Before replacing all of them, try dismantling them and cleaning the tracks by hand, if this is really the problem that is.
That’s pretty typical for pots, I suspect that almost all production amps ever used pots with that tolerance spec.
Of course there’s a few boutique amps with PEC pots which may have a tighter tolerance spec.
Bear in mind that tolerance is just in regard of the total track resistance. The conformity to the taper nominal almost never has a tolerance spec, ie it could be anything.
Did a quick measurement of pots in circuit, most are off. Need to take a minute and unsolder from circuit to measure again.
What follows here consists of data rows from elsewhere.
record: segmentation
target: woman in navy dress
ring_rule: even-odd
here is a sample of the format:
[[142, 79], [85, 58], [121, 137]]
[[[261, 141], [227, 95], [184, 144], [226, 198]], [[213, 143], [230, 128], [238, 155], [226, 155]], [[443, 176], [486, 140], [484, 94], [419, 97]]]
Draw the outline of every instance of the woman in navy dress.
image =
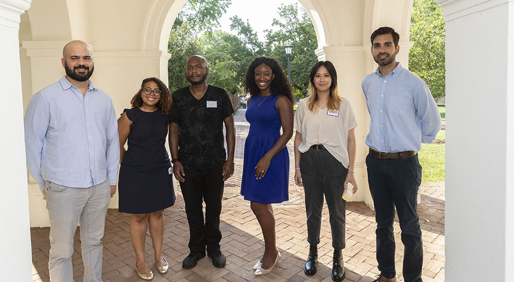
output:
[[[130, 234], [136, 252], [134, 270], [144, 280], [153, 274], [145, 259], [144, 240], [150, 226], [155, 265], [168, 271], [162, 256], [163, 210], [175, 203], [171, 164], [164, 146], [168, 114], [172, 104], [168, 87], [155, 77], [144, 79], [141, 89], [118, 120], [120, 136], [119, 210], [131, 213]], [[128, 138], [128, 148], [124, 146]]]
[[292, 136], [293, 98], [284, 71], [270, 58], [260, 57], [250, 64], [245, 88], [251, 96], [246, 110], [250, 130], [245, 143], [241, 195], [250, 201], [264, 237], [264, 253], [253, 267], [255, 274], [261, 275], [270, 272], [280, 259], [271, 204], [289, 199], [285, 146]]

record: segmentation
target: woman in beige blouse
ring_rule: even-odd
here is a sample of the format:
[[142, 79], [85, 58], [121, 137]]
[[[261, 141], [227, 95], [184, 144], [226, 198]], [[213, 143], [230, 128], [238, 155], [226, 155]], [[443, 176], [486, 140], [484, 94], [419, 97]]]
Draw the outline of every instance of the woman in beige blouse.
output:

I suppose that this could be my main issue.
It’s normal for the track resistance of old UK pots to tend to drift up in value. There’s no reason that should cause a problem per se, it’s rather unlikely to be the cause of the loss of volume mentioned in post #1.
Of course I have not got the amp in front of me to test but this issue with pots is a weird one. A carbon tracked pot will drift up a little - in the vintage amps I fiddle with most of the best amps have high testing pots (often >20% in the case of the old AB/RS labelled ones. Sure if they have damaged tracks that can’t be cleaned/lubed to be quiet then of course replace but I really doubt that it is the issue here.
They values have actually dropped. Off the top of my head the presence pot dropped down to something like 12ohm. Not even 12kohm. The pregain was slightly above 1M, the master was quite a bit below, I believe the middle was pretty close, bass was well below 1M and I believe treble was off a good bit too. I wrote it down but we have left for the night, don’t remember exactly what the values were.
The low readings will almost certainly be due to parallel paths, eg the master has a parallel path via the tone stack.
The presence might be wired as a pot or a variable resistor, if the latter then a high setting may cause a low resistance.
How about compiling a voltage survey? I suspect that may be a more useful exercise. Load connected, all controls zeroed. But only if you’re comfortable / safe probing around high voltages.
Ensure that the mains supply is via an RCD / GFI protected feed.